Out of State Company's Failure to Obtain Tennessee Certificate of Authority Didn't Kill Lawsuit

In Tennessee, like many other states, a non-Tennessee company must obtain a Tennessee certificate of authority if it wishes to maintain lawsuits within the State of Tennessee. Curiously, the recent case of Sharper Impressions Painting, Co., et al. v. Dean Yoder interpreted this statute  as meaning that the non-authorized out of state company may file its lawsuit in Tennessee, however, once filed, it may not continue to prosecute the lawsuit. In other words, the Court didn't penalize the non-compliant company, which cured its omission mid-suit.

In Sharper Impressions Painting, Co., an Ohio company employed Dean Yoder who was fired for embezzlement. After termination, Mr. Yoder started his own competing painting business, which violated his Sharper Impressions non-compete agreement. Sharper Impressions sued Mr. Yoder in Tennessee where he was operating his business. Mr. Yoder filed a motion to dismiss arguing that the Ohio company could not sue him since it didn't have a Tennessee issued certificate of authority. The trial court agreed and dismissed the suit notwithstanding the fact that Sharper Impressions obtained the certificate during the pending litigation.

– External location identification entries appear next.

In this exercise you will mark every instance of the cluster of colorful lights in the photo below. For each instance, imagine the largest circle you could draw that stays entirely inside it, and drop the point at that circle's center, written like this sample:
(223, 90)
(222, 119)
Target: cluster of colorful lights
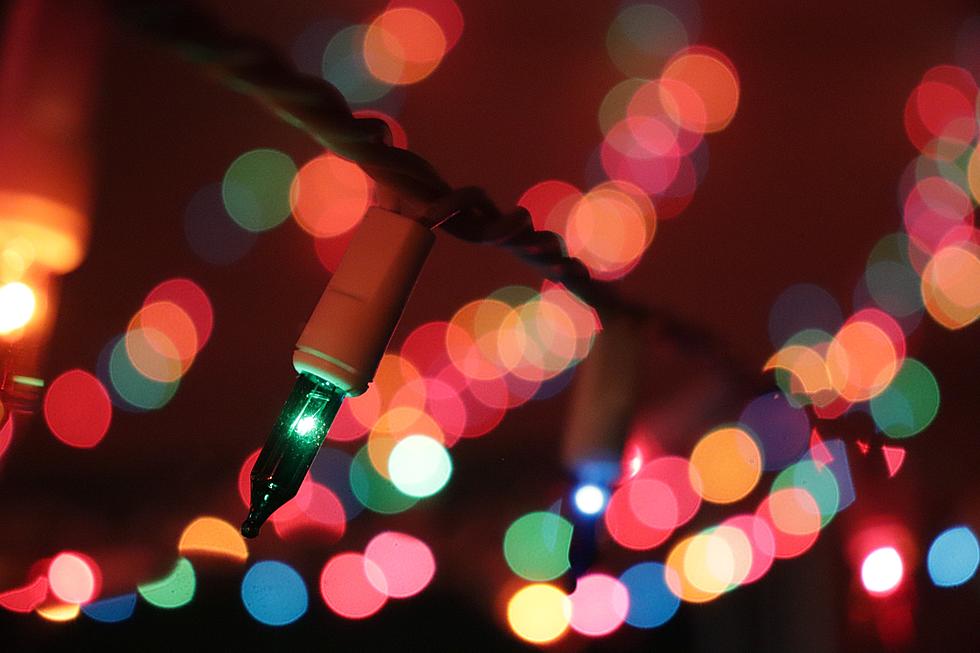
(823, 362)
(454, 380)
(653, 153)
(354, 585)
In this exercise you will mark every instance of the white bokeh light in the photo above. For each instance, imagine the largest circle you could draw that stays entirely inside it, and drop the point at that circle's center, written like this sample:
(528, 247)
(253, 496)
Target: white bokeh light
(882, 570)
(590, 499)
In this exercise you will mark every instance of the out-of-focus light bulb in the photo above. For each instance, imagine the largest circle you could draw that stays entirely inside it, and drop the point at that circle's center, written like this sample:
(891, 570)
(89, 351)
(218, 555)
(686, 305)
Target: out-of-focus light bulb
(882, 571)
(590, 499)
(17, 305)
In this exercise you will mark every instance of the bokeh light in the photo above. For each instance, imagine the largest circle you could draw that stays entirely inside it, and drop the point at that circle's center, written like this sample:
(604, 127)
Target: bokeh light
(536, 546)
(882, 571)
(133, 390)
(111, 610)
(77, 409)
(712, 76)
(255, 189)
(59, 612)
(589, 499)
(642, 37)
(419, 466)
(274, 593)
(794, 518)
(17, 306)
(599, 605)
(211, 233)
(376, 492)
(651, 603)
(951, 285)
(212, 536)
(403, 45)
(953, 557)
(174, 590)
(800, 307)
(781, 429)
(818, 480)
(73, 578)
(539, 613)
(343, 66)
(406, 562)
(910, 402)
(27, 598)
(349, 585)
(330, 195)
(728, 463)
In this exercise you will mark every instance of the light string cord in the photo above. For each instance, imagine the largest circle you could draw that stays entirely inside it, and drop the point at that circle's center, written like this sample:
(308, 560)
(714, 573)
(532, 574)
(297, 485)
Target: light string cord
(257, 69)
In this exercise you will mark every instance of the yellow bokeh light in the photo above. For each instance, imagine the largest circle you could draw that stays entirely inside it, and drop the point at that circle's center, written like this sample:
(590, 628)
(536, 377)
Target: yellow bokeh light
(17, 306)
(539, 613)
(729, 464)
(807, 365)
(973, 174)
(681, 573)
(214, 536)
(59, 612)
(951, 286)
(862, 361)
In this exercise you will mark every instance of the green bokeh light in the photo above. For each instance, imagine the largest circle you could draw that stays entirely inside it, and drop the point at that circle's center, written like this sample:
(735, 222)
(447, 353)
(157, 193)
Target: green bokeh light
(174, 590)
(419, 466)
(909, 404)
(375, 491)
(784, 378)
(255, 189)
(344, 67)
(536, 546)
(134, 388)
(816, 478)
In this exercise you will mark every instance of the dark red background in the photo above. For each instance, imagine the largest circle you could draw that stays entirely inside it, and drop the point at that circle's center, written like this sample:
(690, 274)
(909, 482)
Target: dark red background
(799, 187)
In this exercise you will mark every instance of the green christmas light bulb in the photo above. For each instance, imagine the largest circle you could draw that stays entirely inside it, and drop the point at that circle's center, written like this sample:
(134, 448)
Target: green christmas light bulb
(291, 447)
(339, 351)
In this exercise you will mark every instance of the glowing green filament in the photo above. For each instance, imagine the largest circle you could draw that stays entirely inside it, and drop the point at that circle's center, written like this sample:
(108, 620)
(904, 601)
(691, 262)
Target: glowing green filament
(291, 447)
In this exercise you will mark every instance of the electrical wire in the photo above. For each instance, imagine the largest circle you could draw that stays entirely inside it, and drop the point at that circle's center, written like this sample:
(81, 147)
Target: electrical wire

The Court of Appeals reversed, holding that T.C.A. §48-25-102's use of the word "maintain" merely meat that the non-authorized out of state company could not continue to prosecute the suit. It could however, commence the suit, and further, once the defect was cured, the Ohio company could then continue to litigate. Accordingly, the court reversed the dismissal.

Although this case essentially found "no harm, no foul", best practices for out of state companies doing business in Tennessee include obtaining the certificate of authority at the outset. Up front compliance is certainly a more prudent economic decision as it avoids not only the statutory imposed late filing penalties to obtain the certificate, but also obviates litigating ancillary issues.